Мы вернулись в лодку, и я сел на весла. Передо мной скользила по облакам на тускло-голубоватом фоне прекрасная носовая фигура, шляпка покоилась у нее на коленях. Позавидуешь, ей-богу, этой шляпке!
– Почему ты все время одеваешься одинаково, Жак, под Хамфри Богарта, шляпа и все такое, как на фотокарточках тридцатилетней давности?
– Не знаю. Наверно, по привычке. А может, чтобы поддерживать иллюзию, будто я не меняюсь и остаюсь всегда похожим на себя. Или это такой хитрый ход: старомодность как последний крик. Any more questions?[13]
Лаура критически меня оглядела:
– Не уверена, что я полюбила бы тебя тридцатилетним. Скорей всего, меня бы отпугнуло, что у тебя еще столько всего впереди. Я тебя не обидела?
– Что ты! У нас и правда осталось очень мало времени, – спокойно сказал я. – Надо поднажать.
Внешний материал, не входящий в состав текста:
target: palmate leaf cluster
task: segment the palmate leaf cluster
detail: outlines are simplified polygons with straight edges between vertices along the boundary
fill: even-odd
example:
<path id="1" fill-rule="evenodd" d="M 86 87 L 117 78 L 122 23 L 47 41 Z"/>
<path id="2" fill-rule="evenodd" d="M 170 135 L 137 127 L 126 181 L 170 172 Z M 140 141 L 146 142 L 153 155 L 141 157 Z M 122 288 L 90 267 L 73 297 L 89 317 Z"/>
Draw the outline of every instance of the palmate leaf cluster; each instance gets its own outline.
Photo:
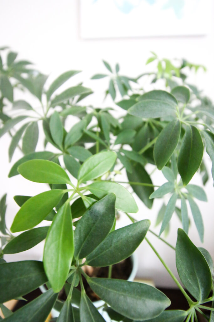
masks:
<path id="1" fill-rule="evenodd" d="M 0 307 L 5 321 L 44 322 L 54 307 L 60 311 L 58 322 L 104 321 L 85 293 L 83 275 L 107 303 L 103 308 L 112 321 L 197 321 L 196 312 L 203 314 L 203 305 L 214 299 L 213 265 L 208 251 L 197 248 L 188 236 L 192 221 L 190 209 L 203 241 L 202 216 L 196 199 L 207 201 L 202 188 L 190 182 L 197 171 L 204 184 L 207 181 L 205 150 L 212 162 L 214 179 L 214 109 L 210 100 L 187 82 L 184 73 L 187 69 L 197 71 L 201 66 L 184 60 L 176 64 L 160 60 L 153 53 L 147 63 L 157 62 L 157 71 L 133 78 L 121 76 L 118 64 L 115 72 L 104 61 L 109 76 L 96 74 L 92 79 L 110 77 L 106 95 L 122 109 L 115 117 L 113 108 L 82 103 L 93 91 L 82 83 L 60 90 L 80 71 L 66 72 L 50 84 L 47 76 L 26 67 L 29 62 L 17 61 L 17 54 L 7 48 L 1 50 L 6 62 L 0 60 L 0 136 L 8 133 L 11 137 L 10 161 L 16 149 L 23 155 L 13 162 L 9 176 L 21 175 L 48 185 L 47 191 L 36 196 L 14 196 L 20 208 L 10 229 L 5 224 L 6 194 L 0 202 Z M 151 86 L 163 81 L 166 90 L 145 92 L 141 85 L 143 78 Z M 14 100 L 19 90 L 24 90 L 24 96 L 30 92 L 35 105 Z M 44 148 L 38 151 L 42 137 Z M 162 172 L 166 180 L 161 186 L 149 173 L 149 165 Z M 120 179 L 124 171 L 125 182 Z M 128 189 L 123 183 L 128 185 Z M 155 198 L 168 200 L 157 218 L 157 224 L 161 223 L 160 236 L 168 230 L 174 213 L 180 219 L 183 229 L 178 230 L 175 249 L 176 265 L 191 298 L 148 239 L 150 221 L 137 221 L 129 214 L 138 210 L 136 195 L 149 209 Z M 118 212 L 131 221 L 116 229 Z M 43 226 L 37 227 L 42 222 Z M 16 232 L 19 234 L 15 237 Z M 45 239 L 43 262 L 6 263 L 3 259 L 4 254 L 29 249 Z M 114 279 L 110 274 L 108 279 L 90 278 L 82 269 L 86 264 L 109 266 L 110 272 L 111 265 L 130 256 L 144 239 L 186 298 L 190 307 L 186 311 L 166 310 L 170 301 L 155 288 Z M 79 283 L 81 292 L 77 288 Z M 15 312 L 4 305 L 45 283 L 48 290 Z M 64 287 L 67 295 L 64 303 L 58 298 Z"/>

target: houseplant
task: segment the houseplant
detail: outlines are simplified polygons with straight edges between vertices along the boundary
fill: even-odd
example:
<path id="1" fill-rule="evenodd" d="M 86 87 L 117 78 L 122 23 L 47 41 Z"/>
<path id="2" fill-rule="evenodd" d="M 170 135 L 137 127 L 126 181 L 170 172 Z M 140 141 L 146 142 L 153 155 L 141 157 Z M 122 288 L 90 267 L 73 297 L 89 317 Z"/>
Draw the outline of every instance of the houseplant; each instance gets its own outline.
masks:
<path id="1" fill-rule="evenodd" d="M 8 50 L 1 49 L 3 52 Z M 47 77 L 28 67 L 31 66 L 29 62 L 17 61 L 17 56 L 9 50 L 6 62 L 0 60 L 0 136 L 9 131 L 12 137 L 10 160 L 16 148 L 24 155 L 13 164 L 9 175 L 20 174 L 49 187 L 47 191 L 33 197 L 15 196 L 21 208 L 10 231 L 4 220 L 6 195 L 1 199 L 0 303 L 20 298 L 46 283 L 49 289 L 13 313 L 1 304 L 5 321 L 44 321 L 52 308 L 58 305 L 61 310 L 58 322 L 104 321 L 85 294 L 84 276 L 92 289 L 107 303 L 105 309 L 113 320 L 197 321 L 196 312 L 204 314 L 204 304 L 213 299 L 210 294 L 213 289 L 212 262 L 208 251 L 198 248 L 188 236 L 187 202 L 202 241 L 202 218 L 195 199 L 205 201 L 206 197 L 201 187 L 189 183 L 199 169 L 206 182 L 204 147 L 214 162 L 214 113 L 210 100 L 186 83 L 183 71 L 200 66 L 183 60 L 175 67 L 167 60 L 159 60 L 154 53 L 147 62 L 157 61 L 157 71 L 131 78 L 119 73 L 118 64 L 115 73 L 104 62 L 110 73 L 106 94 L 114 100 L 118 89 L 122 97 L 122 100 L 117 100 L 122 109 L 116 118 L 111 108 L 96 108 L 80 103 L 92 92 L 81 84 L 58 91 L 78 71 L 66 72 L 47 86 Z M 145 92 L 141 80 L 148 76 L 152 78 L 153 83 L 163 80 L 167 90 Z M 107 77 L 97 74 L 92 78 Z M 35 108 L 24 100 L 14 100 L 13 92 L 15 96 L 20 89 L 30 92 L 39 107 Z M 56 94 L 57 90 L 60 93 Z M 17 110 L 19 116 L 13 116 Z M 71 116 L 79 119 L 67 132 L 64 128 L 67 128 Z M 38 123 L 42 122 L 44 148 L 35 152 Z M 54 147 L 56 152 L 51 152 Z M 162 171 L 167 182 L 159 187 L 154 184 L 145 169 L 148 164 Z M 120 176 L 125 169 L 128 180 L 122 182 Z M 212 174 L 214 177 L 213 167 Z M 191 297 L 148 239 L 150 221 L 134 219 L 133 214 L 137 212 L 137 206 L 123 183 L 128 183 L 150 209 L 154 198 L 170 194 L 167 205 L 163 205 L 158 214 L 158 220 L 162 223 L 159 237 L 167 229 L 176 211 L 183 227 L 178 229 L 174 249 L 176 266 Z M 126 214 L 130 225 L 115 230 L 116 209 Z M 50 226 L 46 221 L 44 227 L 34 228 L 43 220 L 52 222 Z M 15 237 L 11 234 L 22 232 Z M 3 259 L 4 254 L 29 249 L 45 238 L 43 263 L 6 263 Z M 170 301 L 154 288 L 110 278 L 112 265 L 130 256 L 144 239 L 186 299 L 187 311 L 166 310 Z M 160 237 L 159 241 L 165 241 Z M 89 278 L 82 268 L 86 263 L 109 266 L 109 278 Z M 63 305 L 57 296 L 66 280 L 70 286 Z M 79 282 L 81 295 L 76 288 Z M 214 309 L 209 309 L 212 312 Z M 212 314 L 210 321 L 214 318 Z"/>

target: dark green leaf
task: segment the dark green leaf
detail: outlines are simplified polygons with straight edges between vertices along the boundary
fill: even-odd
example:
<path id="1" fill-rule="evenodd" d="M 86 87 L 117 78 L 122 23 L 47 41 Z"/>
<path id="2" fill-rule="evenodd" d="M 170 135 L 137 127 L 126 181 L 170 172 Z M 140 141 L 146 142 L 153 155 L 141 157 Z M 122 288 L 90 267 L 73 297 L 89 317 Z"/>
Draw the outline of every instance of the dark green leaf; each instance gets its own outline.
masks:
<path id="1" fill-rule="evenodd" d="M 129 318 L 139 320 L 155 317 L 170 304 L 163 293 L 142 283 L 110 279 L 89 278 L 87 280 L 101 298 Z"/>
<path id="2" fill-rule="evenodd" d="M 149 184 L 152 185 L 150 177 L 143 167 L 139 163 L 133 166 L 132 172 L 127 173 L 129 181 L 130 182 L 139 182 L 140 183 Z M 140 199 L 150 209 L 152 206 L 153 200 L 150 199 L 150 196 L 154 192 L 152 186 L 131 185 L 132 187 Z"/>
<path id="3" fill-rule="evenodd" d="M 201 164 L 204 146 L 198 130 L 188 126 L 181 144 L 178 167 L 184 185 L 186 185 Z"/>
<path id="4" fill-rule="evenodd" d="M 137 213 L 138 208 L 132 195 L 125 188 L 116 182 L 101 181 L 94 182 L 87 189 L 99 198 L 111 192 L 116 195 L 115 207 L 127 213 Z"/>
<path id="5" fill-rule="evenodd" d="M 116 197 L 107 195 L 85 213 L 75 230 L 74 255 L 76 259 L 91 253 L 110 231 L 115 217 Z"/>
<path id="6" fill-rule="evenodd" d="M 209 266 L 201 251 L 180 228 L 178 231 L 175 253 L 177 269 L 184 286 L 198 301 L 205 299 L 212 286 Z"/>
<path id="7" fill-rule="evenodd" d="M 27 128 L 22 140 L 22 150 L 25 154 L 34 152 L 39 138 L 39 128 L 37 122 L 31 123 Z"/>
<path id="8" fill-rule="evenodd" d="M 45 322 L 57 295 L 49 289 L 16 311 L 5 320 L 6 322 Z"/>
<path id="9" fill-rule="evenodd" d="M 53 93 L 69 78 L 80 72 L 80 71 L 69 71 L 62 74 L 52 83 L 47 91 L 47 99 L 49 101 Z"/>
<path id="10" fill-rule="evenodd" d="M 52 210 L 64 192 L 56 189 L 42 192 L 27 200 L 16 214 L 11 228 L 13 232 L 33 228 Z"/>
<path id="11" fill-rule="evenodd" d="M 24 178 L 34 182 L 68 184 L 71 183 L 65 170 L 52 161 L 30 160 L 20 165 L 18 170 Z"/>
<path id="12" fill-rule="evenodd" d="M 4 253 L 15 254 L 31 248 L 45 239 L 49 228 L 39 227 L 22 232 L 6 245 Z"/>
<path id="13" fill-rule="evenodd" d="M 181 122 L 175 119 L 170 122 L 158 137 L 154 148 L 155 163 L 161 170 L 169 160 L 178 143 L 181 133 Z"/>
<path id="14" fill-rule="evenodd" d="M 42 262 L 36 260 L 5 263 L 0 265 L 0 303 L 22 296 L 47 280 Z"/>
<path id="15" fill-rule="evenodd" d="M 44 267 L 55 292 L 59 292 L 62 288 L 73 258 L 74 247 L 72 219 L 69 203 L 66 203 L 55 217 L 46 238 Z"/>
<path id="16" fill-rule="evenodd" d="M 145 219 L 111 232 L 87 256 L 87 265 L 103 267 L 116 264 L 127 258 L 143 240 L 150 223 L 150 221 Z"/>

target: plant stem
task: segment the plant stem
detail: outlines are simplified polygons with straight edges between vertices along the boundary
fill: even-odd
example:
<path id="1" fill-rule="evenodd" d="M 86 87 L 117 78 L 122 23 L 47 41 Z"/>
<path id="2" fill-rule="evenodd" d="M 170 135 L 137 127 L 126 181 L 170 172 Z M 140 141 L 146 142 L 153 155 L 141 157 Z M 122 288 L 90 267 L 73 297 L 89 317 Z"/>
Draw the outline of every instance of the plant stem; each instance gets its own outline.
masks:
<path id="1" fill-rule="evenodd" d="M 183 293 L 185 298 L 186 298 L 187 302 L 188 302 L 190 306 L 192 305 L 192 304 L 194 303 L 193 301 L 191 300 L 189 295 L 186 293 L 183 288 L 182 287 L 182 286 L 179 283 L 178 281 L 177 280 L 175 277 L 175 276 L 172 272 L 171 271 L 171 270 L 169 269 L 169 267 L 166 264 L 164 261 L 160 257 L 159 254 L 158 253 L 157 251 L 155 249 L 155 248 L 153 247 L 151 244 L 150 242 L 148 239 L 146 238 L 145 238 L 145 239 L 148 243 L 150 247 L 151 248 L 153 251 L 154 252 L 156 255 L 157 255 L 159 259 L 160 260 L 161 262 L 164 265 L 166 270 L 168 272 L 169 274 L 171 276 L 173 279 L 174 280 L 175 283 L 177 284 L 177 286 L 180 289 L 181 292 Z"/>

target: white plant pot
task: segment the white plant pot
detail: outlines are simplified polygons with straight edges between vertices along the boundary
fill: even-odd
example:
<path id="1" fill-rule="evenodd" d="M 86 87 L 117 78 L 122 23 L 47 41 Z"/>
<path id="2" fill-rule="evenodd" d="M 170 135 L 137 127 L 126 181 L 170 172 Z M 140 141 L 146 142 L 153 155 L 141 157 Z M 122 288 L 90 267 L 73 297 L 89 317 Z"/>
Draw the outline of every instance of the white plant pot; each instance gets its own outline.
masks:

Я смотрел поверх ее головы, на горизонт. Все искал глазами замки, какой‑нибудь всегда же должен ждать за поворотом. Зачем‑то мне срочно понадобились каменные монументы. Но попадались только песчаные отмели, похожие на всплывших брюхом вверх дохлых рыб. Лишь иногда выглядывали вдалеке верхушки колоколен, указатели скромных могил. Я встал, чтобы увеличить обзор, – все равно ничего. Так, возвышаясь над Лаурой, я все греб в ее сторону, а она все уплывала от меня. Какое‑то неуловимое родство ощущалось между нею и прозрачной бледностью неба, что‑то женственно-нежное, светлое. Вода податливо расступалась перед лодкой, а позади вспухали и разглаживались борозды, будто фестончатый занавес опускался на сцену. И следа не останется. За следующим поворотом вынырнул ресторанчик. Перевалочный пункт. На берегу стояла одинокая мышастая лошадь с длинной гривой и, верно, мечтала пуститься вскачь.